Since the dissolution of the colonial system in the 20th century, there has not been significant investment in the African continent, but this is changing with the recent growth of China’s commercial involvement and status as a new economic superpower.
As Western investment in Africa slowed, Chinese investment began in earnest. More than 2,000 Chinese companies are involved in Africa — in finance, aviation, agriculture and tourism, after an earlier concentration on mining, energy, construction and manufacturing.
During the past 30 years, I have been involved in Africa, in both the business and nonprofit arenas, and I have watched Africans become increasingly enthusiastic about the growing engagement of China. Why would this be happening given the billions of dollars of aid the United States and other nations have provided over the past decades?
According to a recent article in the Guardian titled “Soft Power, Hard Cash,” China has committed billions of dollars in repayable, long-term development finance (not aid) for Africa over the past decade as it seeks to secure its political and economic clout there. While these multibillion-dollar loans are almost always tied to management of the project by a Chinese company (often a large state-owned company) and sometimes include a significant percentage of Chinese labor, China has nevertheless filled a void left by the West and is now reaping enormous praise from African governments.
AidData has research estimating that the Chinese government has backed some 1,700 projects valued at $75 billion in 50 African countries since 2000. Although this is less than the $90 billion USAID and other funding sources have committed in the same period, it does confirm the scope of China’s participation in the development of Africa. AidData research also challenges what has been the dominant story — that China’s quest for natural resources has driven this commitment. While there are definitely Chinese mining projects, transport, storage and energy initiatives account for some of the largest sums. In addition, many millions of dollars have been directed toward health, education and cultural projects in all but the four African countries that maintain diplomatic relations with Taiwan (Burkina Faso, The Gambia, Sao Tome and Principe, and Swaziland).
There is no clear evidence that China is adding significantly to the debt of Africa’s poorest countries; in fact, it canceled $2.8 billion of debt owed by 35 African countries. China’s Minister of Commerce, Chen Deming, has stated that China intends to urge its companies and banks to participate in cross-border, diversified trade and economic cooperation, and that China’s goal is to migrate more production to Africa to create jobs on the continent by creating several special economic zones. In addition, the BRICS (Brazil, Russia, India, China and South Africa) are exploring the possibility of establishing a development bank to compete with the World Bank.

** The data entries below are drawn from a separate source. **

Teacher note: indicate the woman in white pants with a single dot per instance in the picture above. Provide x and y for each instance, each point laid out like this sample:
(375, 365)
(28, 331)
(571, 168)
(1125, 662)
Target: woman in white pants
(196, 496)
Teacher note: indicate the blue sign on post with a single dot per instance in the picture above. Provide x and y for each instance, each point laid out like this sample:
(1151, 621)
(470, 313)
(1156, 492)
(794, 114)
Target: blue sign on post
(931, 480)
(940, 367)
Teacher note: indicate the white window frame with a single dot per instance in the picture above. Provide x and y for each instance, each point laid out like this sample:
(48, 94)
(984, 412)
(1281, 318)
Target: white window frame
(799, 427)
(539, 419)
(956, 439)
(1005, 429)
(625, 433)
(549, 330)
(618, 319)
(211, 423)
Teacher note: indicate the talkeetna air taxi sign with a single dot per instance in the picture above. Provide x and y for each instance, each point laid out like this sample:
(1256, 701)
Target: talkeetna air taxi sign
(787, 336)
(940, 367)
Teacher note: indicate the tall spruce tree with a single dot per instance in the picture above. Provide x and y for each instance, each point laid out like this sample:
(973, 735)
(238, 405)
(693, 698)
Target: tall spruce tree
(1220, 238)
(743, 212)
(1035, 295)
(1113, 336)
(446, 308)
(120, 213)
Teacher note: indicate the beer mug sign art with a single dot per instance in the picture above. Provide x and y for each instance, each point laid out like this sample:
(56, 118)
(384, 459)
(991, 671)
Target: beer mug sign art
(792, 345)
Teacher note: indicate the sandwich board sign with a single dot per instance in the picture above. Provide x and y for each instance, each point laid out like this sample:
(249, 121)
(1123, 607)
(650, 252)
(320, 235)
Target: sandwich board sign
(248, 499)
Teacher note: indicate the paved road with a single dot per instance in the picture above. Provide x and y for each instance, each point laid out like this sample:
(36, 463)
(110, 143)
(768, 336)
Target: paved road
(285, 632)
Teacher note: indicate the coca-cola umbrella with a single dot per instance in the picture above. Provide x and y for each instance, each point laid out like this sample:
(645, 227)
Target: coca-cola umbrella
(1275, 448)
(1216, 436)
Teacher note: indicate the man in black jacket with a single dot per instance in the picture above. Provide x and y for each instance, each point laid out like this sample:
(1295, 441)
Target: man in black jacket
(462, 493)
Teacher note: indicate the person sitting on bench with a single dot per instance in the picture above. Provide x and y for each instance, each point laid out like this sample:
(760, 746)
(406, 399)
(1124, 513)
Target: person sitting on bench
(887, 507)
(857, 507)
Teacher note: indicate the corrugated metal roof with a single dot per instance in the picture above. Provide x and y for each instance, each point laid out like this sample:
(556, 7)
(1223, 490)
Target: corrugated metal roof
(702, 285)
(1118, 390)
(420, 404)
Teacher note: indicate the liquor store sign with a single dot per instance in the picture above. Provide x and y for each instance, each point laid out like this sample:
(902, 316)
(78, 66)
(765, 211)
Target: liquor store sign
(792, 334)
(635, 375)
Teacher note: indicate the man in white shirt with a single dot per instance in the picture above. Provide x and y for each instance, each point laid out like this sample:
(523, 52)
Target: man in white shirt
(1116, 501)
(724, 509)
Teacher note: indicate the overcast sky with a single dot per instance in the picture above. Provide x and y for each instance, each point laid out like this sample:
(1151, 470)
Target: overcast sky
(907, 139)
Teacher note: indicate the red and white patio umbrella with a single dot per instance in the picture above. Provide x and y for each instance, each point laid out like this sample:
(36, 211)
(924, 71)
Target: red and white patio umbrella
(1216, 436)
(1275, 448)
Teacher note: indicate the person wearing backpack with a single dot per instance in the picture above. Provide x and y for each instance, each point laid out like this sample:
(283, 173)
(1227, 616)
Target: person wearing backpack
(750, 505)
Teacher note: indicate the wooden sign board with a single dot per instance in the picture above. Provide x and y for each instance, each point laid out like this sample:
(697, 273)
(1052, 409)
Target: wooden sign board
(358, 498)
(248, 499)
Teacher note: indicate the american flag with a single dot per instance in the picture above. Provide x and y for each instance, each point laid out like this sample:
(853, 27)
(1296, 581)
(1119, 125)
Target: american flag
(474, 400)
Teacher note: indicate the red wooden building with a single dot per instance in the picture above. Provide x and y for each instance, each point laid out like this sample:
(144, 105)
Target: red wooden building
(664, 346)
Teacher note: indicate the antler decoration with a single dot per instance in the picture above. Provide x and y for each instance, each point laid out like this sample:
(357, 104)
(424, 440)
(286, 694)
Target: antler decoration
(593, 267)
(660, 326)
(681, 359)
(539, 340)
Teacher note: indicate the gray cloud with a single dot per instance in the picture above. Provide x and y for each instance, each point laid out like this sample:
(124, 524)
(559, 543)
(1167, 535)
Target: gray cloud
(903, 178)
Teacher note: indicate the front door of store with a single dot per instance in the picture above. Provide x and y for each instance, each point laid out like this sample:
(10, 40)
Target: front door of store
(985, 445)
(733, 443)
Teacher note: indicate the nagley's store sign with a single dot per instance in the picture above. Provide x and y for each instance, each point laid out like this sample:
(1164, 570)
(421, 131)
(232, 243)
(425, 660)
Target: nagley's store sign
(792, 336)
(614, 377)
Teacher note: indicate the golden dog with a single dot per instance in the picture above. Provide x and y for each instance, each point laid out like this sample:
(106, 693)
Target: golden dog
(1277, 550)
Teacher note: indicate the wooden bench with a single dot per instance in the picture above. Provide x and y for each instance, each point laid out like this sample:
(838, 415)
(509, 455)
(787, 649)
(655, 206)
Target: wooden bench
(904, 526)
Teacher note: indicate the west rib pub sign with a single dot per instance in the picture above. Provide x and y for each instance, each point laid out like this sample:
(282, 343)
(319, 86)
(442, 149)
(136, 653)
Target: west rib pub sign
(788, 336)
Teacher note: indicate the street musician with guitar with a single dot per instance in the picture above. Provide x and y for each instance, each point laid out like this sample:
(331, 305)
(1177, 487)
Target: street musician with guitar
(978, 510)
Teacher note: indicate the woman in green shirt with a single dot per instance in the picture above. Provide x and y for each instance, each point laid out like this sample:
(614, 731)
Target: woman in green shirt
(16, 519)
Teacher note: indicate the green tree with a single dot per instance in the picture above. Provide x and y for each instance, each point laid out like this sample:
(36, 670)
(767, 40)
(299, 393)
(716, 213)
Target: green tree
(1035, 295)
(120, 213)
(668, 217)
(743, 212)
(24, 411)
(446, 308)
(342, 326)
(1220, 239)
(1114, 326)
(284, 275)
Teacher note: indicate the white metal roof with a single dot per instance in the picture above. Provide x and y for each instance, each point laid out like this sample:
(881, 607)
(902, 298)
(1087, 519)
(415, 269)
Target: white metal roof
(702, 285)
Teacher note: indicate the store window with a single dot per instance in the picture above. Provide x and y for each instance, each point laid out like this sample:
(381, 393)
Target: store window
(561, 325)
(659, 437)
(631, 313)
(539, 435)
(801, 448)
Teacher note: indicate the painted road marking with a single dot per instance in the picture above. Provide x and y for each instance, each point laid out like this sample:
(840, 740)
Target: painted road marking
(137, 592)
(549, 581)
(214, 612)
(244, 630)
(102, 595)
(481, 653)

What is perhaps even more interesting is that China has sent some 18,000 doctors to work in Africa, has trained 40,000 African personnel in a variety of sectors and has provided more than 20,000 scholarships to students from African countries. Today thousands of African students are encouraged to participate in learning Chinese in China or in Chinese-language classes in their native land.
China’s success at poverty reduction is another program that may have positive lessons for Africa — small-scale mechanization of agriculture and a focus on skills training. Agriculture consumes 60 percent of the African labor force, but the continent is still not able to grow enough food to feed its people. And the population of Africa is growing at around 35 million per year.
While aid from OECD countries stagnates or shrinks, a host of emerging countries, including China and Brazil, are closing the funding gaps in Africa.
Feedback from contacts in Africa confirms that China’s development projects, from infrastructure to debt relief to providing medical support, are building goodwill. Some of these projects are undoubtedly “upfront sweeteners” to win governmental favor for future commercial deals. But, with 54 countries in Africa, it is clear there is no single agenda.
Judge for yourselves — but investment, not aid, would look to be the better road to success in Africa for everyone.
Roger Salway, of St. Paul, is president of Post-Harvest Technologies, a company seeking to increase agricultural productivity in Africa.